Menurut beberapa sumber dari mulut ke mulut yang beredar di masyarakat bahwa, untuk mendapatkan kedudukan PNS dengan Ijazah S1 ada yang dihargai dengan Rp.100 juta, untuk menjadi Polisi dengan Ijazah SLTA ada yang dihargai Rp.75 Juta, untuk menjadi Kepala Sekolah paforit tingkat SLTA misalnya di Kota Medan ada dengan patokan standar Rp.70 juta, demikian juga bagi mereka yang menginginkan jabatan Bupati/Walikota tidak jarang menghabiskan uang mencapai sebanyak Rp. 20 Milyar. Pada saat ini khususnya Sumatera Utara yang baru melakukan penerimaan CPNS tanggal 15 Desember 2010 yang lalu, momentum ini tentu menjadi moment yang tepat untuk mengawal agar proses rekruitment tersebut dapat mewujudkan persaingan secara murni dan menjauhkannya dari unsur-unsur KKN.

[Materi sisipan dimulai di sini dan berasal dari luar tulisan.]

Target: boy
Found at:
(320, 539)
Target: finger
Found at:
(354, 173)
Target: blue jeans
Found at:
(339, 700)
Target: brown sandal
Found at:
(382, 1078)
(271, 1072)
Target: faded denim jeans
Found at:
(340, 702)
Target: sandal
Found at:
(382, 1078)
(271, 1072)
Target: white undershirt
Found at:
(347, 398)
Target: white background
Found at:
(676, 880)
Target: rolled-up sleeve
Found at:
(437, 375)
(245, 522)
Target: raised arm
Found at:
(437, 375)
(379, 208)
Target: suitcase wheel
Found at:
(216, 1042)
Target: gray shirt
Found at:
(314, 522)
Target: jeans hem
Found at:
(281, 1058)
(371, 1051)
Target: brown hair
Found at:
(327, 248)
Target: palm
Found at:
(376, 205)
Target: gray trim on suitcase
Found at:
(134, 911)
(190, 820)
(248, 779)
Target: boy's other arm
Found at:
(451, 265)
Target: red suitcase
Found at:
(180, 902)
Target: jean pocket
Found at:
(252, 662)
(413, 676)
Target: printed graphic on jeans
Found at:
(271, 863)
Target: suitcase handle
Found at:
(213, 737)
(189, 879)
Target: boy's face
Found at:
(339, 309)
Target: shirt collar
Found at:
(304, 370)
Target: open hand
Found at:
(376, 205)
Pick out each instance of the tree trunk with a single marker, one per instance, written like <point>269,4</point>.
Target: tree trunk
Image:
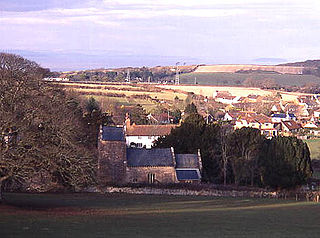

Dengan demikian, apabila pemerintah dan rakyat Indonesia ingin melenyapkan korupsi dari negeri ini harus dilakukan hingga akarnya yaitu, menghindarkan seseorang menggunakan uang suap atau cara-cara ilegal untuk mendapatkan kedudukan dan jabatannya baik untuk jabatan karier maupun jabatan politis. Dengan cara penanganan yang demikian, niscaya kasus korupsi di Indonesia akan dapat dihilangkan, paling tidak diminimalkan, semoga. ***
Penulis adalah Ketum. Lembaga Len tera Ilmu Sumut, Sekum IKAPSI, Dosen Fisip UMA.